My friends and family RALLIED beside me with love and patience and support.
Even some of the friends I thought I’d lose went out of their way to tell me they weren’t going anywhere. These people listened to me cry and told me which cars and apartments they liked better from my zillion screenshots. They traveled to see me. They checked up on me daily. They showed me I was the furthest thing from alone.
My coworkers were incredibly understanding, supportive, and flexible with me. My Her Track family sent me enough inspirational quotes to write a whole separate article. And I even found myself connecting with my faith in ways I hadn’t in a long time, only further resonating the fire in my soul that tells me I am never alone.

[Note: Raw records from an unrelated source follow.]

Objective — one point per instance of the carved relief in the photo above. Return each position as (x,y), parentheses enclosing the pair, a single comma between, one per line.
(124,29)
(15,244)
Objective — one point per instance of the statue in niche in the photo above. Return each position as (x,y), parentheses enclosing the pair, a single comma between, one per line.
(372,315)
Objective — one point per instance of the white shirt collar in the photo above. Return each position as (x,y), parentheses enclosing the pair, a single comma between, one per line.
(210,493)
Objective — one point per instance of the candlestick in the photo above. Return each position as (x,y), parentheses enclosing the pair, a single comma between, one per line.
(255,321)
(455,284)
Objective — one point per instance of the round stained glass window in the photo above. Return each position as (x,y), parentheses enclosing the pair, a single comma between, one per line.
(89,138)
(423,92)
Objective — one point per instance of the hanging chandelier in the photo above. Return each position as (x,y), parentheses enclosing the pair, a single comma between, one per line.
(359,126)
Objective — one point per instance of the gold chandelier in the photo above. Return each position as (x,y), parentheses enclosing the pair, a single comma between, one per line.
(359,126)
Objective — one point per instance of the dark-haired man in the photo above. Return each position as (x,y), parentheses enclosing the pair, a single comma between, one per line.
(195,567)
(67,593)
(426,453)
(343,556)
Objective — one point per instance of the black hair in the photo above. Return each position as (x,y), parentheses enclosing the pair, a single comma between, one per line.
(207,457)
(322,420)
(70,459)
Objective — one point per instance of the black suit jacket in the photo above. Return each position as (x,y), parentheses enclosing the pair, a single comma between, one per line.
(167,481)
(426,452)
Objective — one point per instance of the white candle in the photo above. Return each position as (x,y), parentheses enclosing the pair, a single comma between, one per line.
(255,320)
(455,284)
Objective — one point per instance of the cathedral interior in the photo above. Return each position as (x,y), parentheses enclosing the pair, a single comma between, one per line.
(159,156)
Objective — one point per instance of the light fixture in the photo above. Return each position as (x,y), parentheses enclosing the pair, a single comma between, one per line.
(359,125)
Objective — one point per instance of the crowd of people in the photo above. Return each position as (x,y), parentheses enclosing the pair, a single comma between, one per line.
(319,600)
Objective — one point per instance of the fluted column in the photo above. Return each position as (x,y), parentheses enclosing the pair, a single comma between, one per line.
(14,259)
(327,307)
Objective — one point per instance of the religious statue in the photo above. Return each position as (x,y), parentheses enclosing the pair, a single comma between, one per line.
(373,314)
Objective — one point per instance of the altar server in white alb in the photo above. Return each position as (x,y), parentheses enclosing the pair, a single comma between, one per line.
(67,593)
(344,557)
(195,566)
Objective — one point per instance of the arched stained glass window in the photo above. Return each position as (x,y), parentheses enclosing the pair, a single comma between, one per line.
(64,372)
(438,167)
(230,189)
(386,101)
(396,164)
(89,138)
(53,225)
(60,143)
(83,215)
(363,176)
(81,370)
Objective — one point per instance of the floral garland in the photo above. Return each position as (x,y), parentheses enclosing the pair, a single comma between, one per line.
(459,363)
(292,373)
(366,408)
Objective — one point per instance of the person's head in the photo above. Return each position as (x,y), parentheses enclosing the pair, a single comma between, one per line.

I also got to do a lot of much-needed traveling (more to come on that article-wise) that opened my eyes to how big and beautiful this world really is, even if it felt like my world completely fell apart. The rest of the globe kept spinning, and in it are so many incredible human beings, some of which I was fortunate enough to meet during my adventures all over Europe. Those brief encounters and connections gave me an immeasurable amount of hope. Because I still believe that people are good no matter how much they hurt you.
So, yes, I’ve lost a lot. And trust me when I say that knife is still very much wedged into my chest cavity, digging in at different depths depending on the day and new adversity I face with all of these changes.
But already I have gained a lot too, mostly in gratitude, strength, and confidence in my own ability to persevere. I also gained the opportunity to start over and discover new parts of myself I may have been neglecting before.
The good thing about finding strength, gratitude and humility in difficult situations is that it can heal anger, the poison to your soul. In the past, my response to heartbreak and emotional anguish has been anger. Angry blogs. Angry songs. Angry texts. Angry me.
But being angry isn’t being strong. It’s easier to hate someone for hurting you, and harder to love them (and yourself) enough to let them go. That’s strength, and a strength I didn’t think I had in me until I learned it first hand.
People are people. Life is life. You can’t control who someone is, how they feel, or the decisions they make. You can only control the way you decide to react to it. If life pitches you a curveball and you swing, miss and it hits you straight in the freaking face, it happens. You can’t change it.
All you can do is dust yourself off, get back up and go put an ice pack on your busted up nose before you get the heck back out there. You will heal.
It will take time, and maybe some crying on train platforms, therapy sessions (because please please please don’t neglect your mental health), inspirational playlists, pints of ice cream, and marathon TV sessions. But at the end of it, you’ll know this:
1. You needed to get knocked down, hard, to know how capable you were of getting back up.
2. You needed to lose everything to realize that all you ever needed was inside of you the whole time.
3. You needed to watch your life plan blow up in smoke to know that there was always a bigger plan all along, one that you cannot control.
So if you’re muddying around right now at rock bottom, trying to pick up the broken scraps of your old life, know that you CAN and WILL take those scraps and make them into something beautiful for yourself. The beauty exists in your own recognition of your inner power. It springs from the ashes and shows you not only what you’re capable of doing, but WHO you’re capable of becoming.
Find solace in that. Find motivation in that. And most importantly, find yourself in that. I’m trying to do that right now, and something tells me I am going to keep doing that for a long time.